I prefer listening to instrumental stuff whilst training and usually I'll just stick a whole album on from start to finish.


----------



## MFB (Apr 18, 2017)

Man, my music is super boring compared to y'alls. For a while I used to run to Beyond Creation's "Earthborn Evolution" from start to finish; but even then I got tired of that and switched over to the new Weeknd CD and that .... is bumpin. 
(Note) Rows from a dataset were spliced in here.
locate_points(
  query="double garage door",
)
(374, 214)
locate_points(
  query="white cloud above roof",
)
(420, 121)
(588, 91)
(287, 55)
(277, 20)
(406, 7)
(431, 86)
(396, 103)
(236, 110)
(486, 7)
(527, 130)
For lifting, I've done everything from thrash to ambient and it all just kind of acts as background noise. I don't think I've ever really gotten into a 'zone' through music alone, normally it's if I know I'm in a crunch for time.


----------



## sawtoothscream (Apr 28, 2017)

Usually just put periphery or architects on shuffle. Seems to do the trick every time.


----------



## domsch1988 (Apr 28, 2017)

I alternate between the spotify playlist for deathcore and hairmetal, depending on mood and weight goals i want to reach 
When neither matches, the new Spotify MixTapes worked really well for me. I just don't feel like selecting the music myself. I like to discover new bands i haven't listened to until now


----------



## Spencervmurph (May 17, 2017)

Im big into listing to entire albums when I workout. With that being said my favorites are every Veil album minus ID, the new Emmure cause Josh Travis kicks ass, and the newest Unearth, particularly the song never cease. Let me know what you guys think?


----------



## bpprox22 (May 18, 2017)

My headphones broke so no music for a bit :\


----------



## takotakumi (May 18, 2017)

Aside from fast or heavy riffs oriented metal I enjoy listening to Sonic Adventure 2 OST and the new Doom OST as well hehe gets me really really boosted while running


----------



## Blytheryn (May 19, 2017)

domsch1988 said:


> I alternate between the spotify playlist for deathcore and hairmetal, depending on mood and weight goals i want to reach
> When neither matches, the new Spotify MixTapes worked really well for me. I just don't feel like selecting the music myself. I like to discover new bands i haven't listened to until now



Had a spotify random playlist on that was based on what I was listening to and it kicked ass.


----------